O governo de Benjamin Netanyahu afirmou que as embarcações foram detidas em cumprimento às restrições marítimas sobre Gaza, classificando os ativistas como “provocadores”. Israel declarou ainda que alguns manifestantes se recusaram a cooperar com os trâmites de deportação, o que prolongou a permanência sob custódia.
Segundo o Ministério das Relações Exteriores israelense, o país deve continuar batendo de frente com pessoas que tentarem avançar suas restrições na guerra que está prestes a completa dois anos. Até o momento, autoridades internacionais trabalham para encerrar a crise que á deixou milhares de pessoas mortas.
A pasta já repatriou cerca de 340 pessoas das quase 450 detidas durante a operação. Entre os participantes da flotilha há europeus, norte-americanos e brasileiros. Segundo o Itamaraty, as pessoas nascidas no Brasil ainda continuam sob custódia.
Reação internacional e denúncia brasileira
A interceptação da flotilha gerou reações imediatas em várias capitais.
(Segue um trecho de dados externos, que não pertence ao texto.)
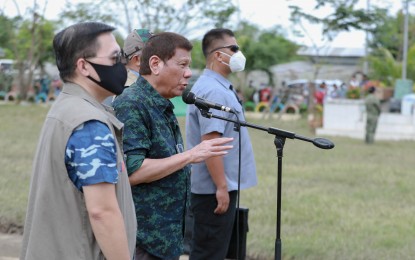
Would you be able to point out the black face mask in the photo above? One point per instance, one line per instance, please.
(112, 77)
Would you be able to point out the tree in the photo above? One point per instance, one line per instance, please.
(345, 16)
(188, 18)
(32, 47)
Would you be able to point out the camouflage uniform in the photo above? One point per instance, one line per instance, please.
(151, 130)
(372, 114)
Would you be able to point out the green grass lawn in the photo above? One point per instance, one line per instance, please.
(352, 202)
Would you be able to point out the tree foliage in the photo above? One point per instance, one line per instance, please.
(187, 18)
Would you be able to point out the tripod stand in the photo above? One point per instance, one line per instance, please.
(279, 142)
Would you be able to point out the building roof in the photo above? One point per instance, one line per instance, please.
(328, 51)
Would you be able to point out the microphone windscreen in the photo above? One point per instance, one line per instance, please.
(188, 97)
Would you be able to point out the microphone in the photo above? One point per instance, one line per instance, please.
(190, 98)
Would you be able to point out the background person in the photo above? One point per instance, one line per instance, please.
(80, 204)
(153, 144)
(373, 110)
(215, 181)
(133, 47)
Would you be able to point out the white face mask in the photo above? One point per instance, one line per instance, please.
(236, 62)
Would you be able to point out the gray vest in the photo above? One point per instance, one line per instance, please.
(57, 223)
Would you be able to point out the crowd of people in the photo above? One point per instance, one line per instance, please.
(111, 176)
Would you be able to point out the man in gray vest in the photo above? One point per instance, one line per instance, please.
(80, 203)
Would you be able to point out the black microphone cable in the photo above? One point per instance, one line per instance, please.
(238, 128)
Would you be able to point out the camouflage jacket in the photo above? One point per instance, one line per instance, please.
(151, 130)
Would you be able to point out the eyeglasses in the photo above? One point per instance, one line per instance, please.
(233, 48)
(116, 58)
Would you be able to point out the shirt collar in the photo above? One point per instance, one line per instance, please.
(73, 89)
(222, 80)
(159, 101)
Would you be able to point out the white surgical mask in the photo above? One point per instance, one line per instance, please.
(236, 62)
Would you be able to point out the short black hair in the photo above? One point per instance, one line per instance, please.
(212, 36)
(74, 42)
(162, 45)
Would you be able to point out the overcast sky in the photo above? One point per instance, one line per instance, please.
(264, 13)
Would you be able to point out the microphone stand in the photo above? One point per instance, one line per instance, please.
(279, 142)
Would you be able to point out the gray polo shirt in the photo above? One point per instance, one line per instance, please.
(215, 88)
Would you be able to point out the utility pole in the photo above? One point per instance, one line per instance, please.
(405, 39)
(365, 64)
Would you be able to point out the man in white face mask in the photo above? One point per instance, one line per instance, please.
(214, 182)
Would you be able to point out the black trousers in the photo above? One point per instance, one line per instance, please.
(211, 232)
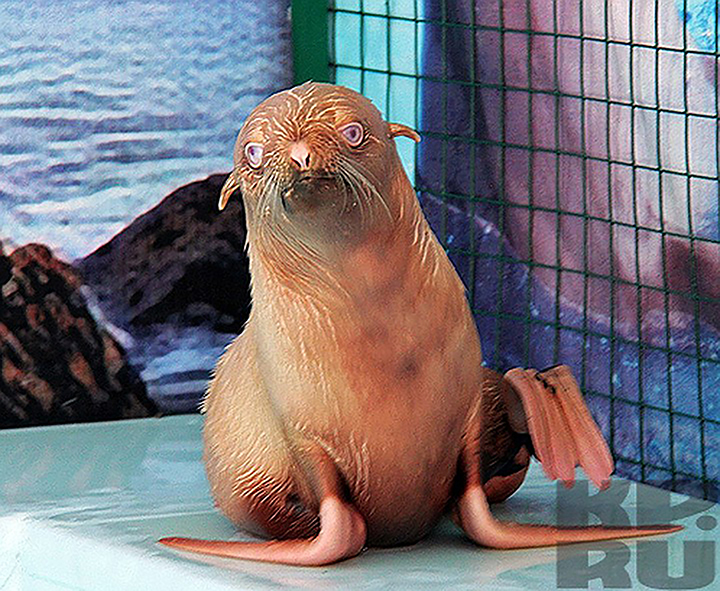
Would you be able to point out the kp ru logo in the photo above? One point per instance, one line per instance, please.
(657, 562)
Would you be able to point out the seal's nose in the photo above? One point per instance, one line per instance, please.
(300, 155)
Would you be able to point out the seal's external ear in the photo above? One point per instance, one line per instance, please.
(231, 185)
(397, 129)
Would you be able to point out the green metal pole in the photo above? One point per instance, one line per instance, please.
(311, 55)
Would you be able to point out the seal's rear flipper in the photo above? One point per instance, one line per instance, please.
(563, 433)
(342, 535)
(479, 524)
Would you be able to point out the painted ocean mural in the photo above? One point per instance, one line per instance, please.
(106, 108)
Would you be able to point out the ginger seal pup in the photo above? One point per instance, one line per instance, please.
(353, 410)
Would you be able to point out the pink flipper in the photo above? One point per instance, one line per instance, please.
(474, 516)
(563, 432)
(342, 535)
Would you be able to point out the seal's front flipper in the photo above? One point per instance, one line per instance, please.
(342, 535)
(342, 529)
(563, 433)
(474, 516)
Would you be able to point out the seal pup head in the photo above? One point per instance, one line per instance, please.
(312, 165)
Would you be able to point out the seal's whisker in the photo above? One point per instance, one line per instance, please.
(362, 176)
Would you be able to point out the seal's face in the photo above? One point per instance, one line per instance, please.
(311, 161)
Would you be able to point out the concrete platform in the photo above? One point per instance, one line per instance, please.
(81, 507)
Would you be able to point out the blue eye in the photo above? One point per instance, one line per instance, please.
(253, 153)
(353, 133)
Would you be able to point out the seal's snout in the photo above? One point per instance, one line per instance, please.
(300, 155)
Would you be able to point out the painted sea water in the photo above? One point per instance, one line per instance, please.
(105, 107)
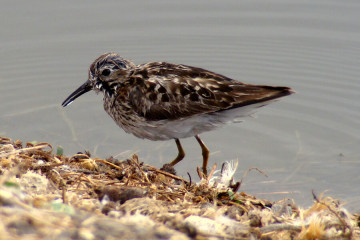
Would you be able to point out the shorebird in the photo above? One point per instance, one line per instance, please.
(162, 101)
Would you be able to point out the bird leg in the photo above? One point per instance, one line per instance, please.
(181, 153)
(205, 152)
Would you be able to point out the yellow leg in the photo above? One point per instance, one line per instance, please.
(181, 153)
(205, 152)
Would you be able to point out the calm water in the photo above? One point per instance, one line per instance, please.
(305, 141)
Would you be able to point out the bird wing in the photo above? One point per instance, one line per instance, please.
(171, 91)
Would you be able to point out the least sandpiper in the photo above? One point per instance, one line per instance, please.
(162, 101)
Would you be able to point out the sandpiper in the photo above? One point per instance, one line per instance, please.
(162, 101)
Na sexta-feira (3), o governo brasileiro denunciou o episódio ao Conselho de Direitos Humanos da ONU, cobrando uma investigação sobre a ação militar israelense.
O presidente Lula (PT) acompanha os casos de brasileiros detidos em Israel e trabalha para resolver a situação. Em resposta, Israel negou qualquer tipo de maus-tratos contra Greta e outros ativistas, após relatos de que detidos enfrentaram condições precárias.
Greta deve chegar à Grécia nas próximas horas em meio a uma onda de protestos contra as ações de Israel. A missão humanitária tinha como propósito denunciar o sofrimento da população de Gaza, onde a guerra deixou um rastro devastador. Além disso, fornecer alimentos para as pessoas afetadas pelas restrições provocadas pela guerra.